La evidencia de que las muertes por COVID-19 se concentran en los más mayores, en torno a un 90% de las muertes son de mayores de 70 años, ha dado pie a un debate sobre la conveniencia de mantener el confinamiento de los ancianos como forma de protegerles a ellos y de evitar riesgos a los demás. La medida se ha defendido- véanse los artículos de John Carlin en La Vanguardia– como una forma de solidaridad con los más jóvenes que así estarían sujetos a menos limitaciones. Además, dado que los mayores están jubilados y su papel en la economía productiva es residual el impacto económico de su confinamiento sería mínimo. El debate parte de una confusión de conceptos. Los viejos mueren más, cierto, pero no transmiten la enfermedad en mayor medida que otros tramos de edad. El confinamiento no es para evitar la muerte de los enfermos, para eso esta la sanidad, sino para evitar la expansión de la enfermedad, para evitar los contagios. El confinamiento total ha sido producto de la sorpresa por la virulencia y rapidez de los contagios, de la saturación de los hospitales, de la falta de medios para combatirla y del retraso en tomar medidas selectivas. Nada eso puede seguir manteniéndose si hay rebrotes. Ya hay medios de diagnóstico y prevención,, se ha avanzado en los tratamientos y no hay riesgo de saturación del sistema.

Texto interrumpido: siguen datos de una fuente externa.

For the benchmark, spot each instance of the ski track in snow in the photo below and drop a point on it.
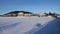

Si eso es así, el confinamiento obligatorio por razones de edad, asociado a la mortalidad, carece de sentido. Que se confine a los positivos y que cada persona, sea cual sea su edad, decida libremente y bajo sus prioridades vitales si quiere evitar todo riesgo o prefiere continuar con su vida asumiendo el riesgo que crea oportuno. El confinamiento indiscriminado de los mayores para protegerlos carece de justificación. Los mayores, salvo que no estén en condiciones físicas o mentales, ya somos mayorcitos, valga la redundancia, para tomar nuestras propias decisiones. Si es por proteger a los demás, la medida carece de fundamento. Si es para protegernos, en contra de nuestra libertad, menos. Como en otros temas la disyuntiva es entre empoderamiento ciudadano y control estatal.
Y a las autoridades sanitarias les pediría que explicaran a la población que los viejos transmiten la enfermedad si son positivos, como el resto de los ciudadanos, ni más ni menos, y que por tanto carecen de fundamento los brotes de gerontofobia que se han dado. Además de ser profundamente inmorales carecen de toda justificación sanitaria.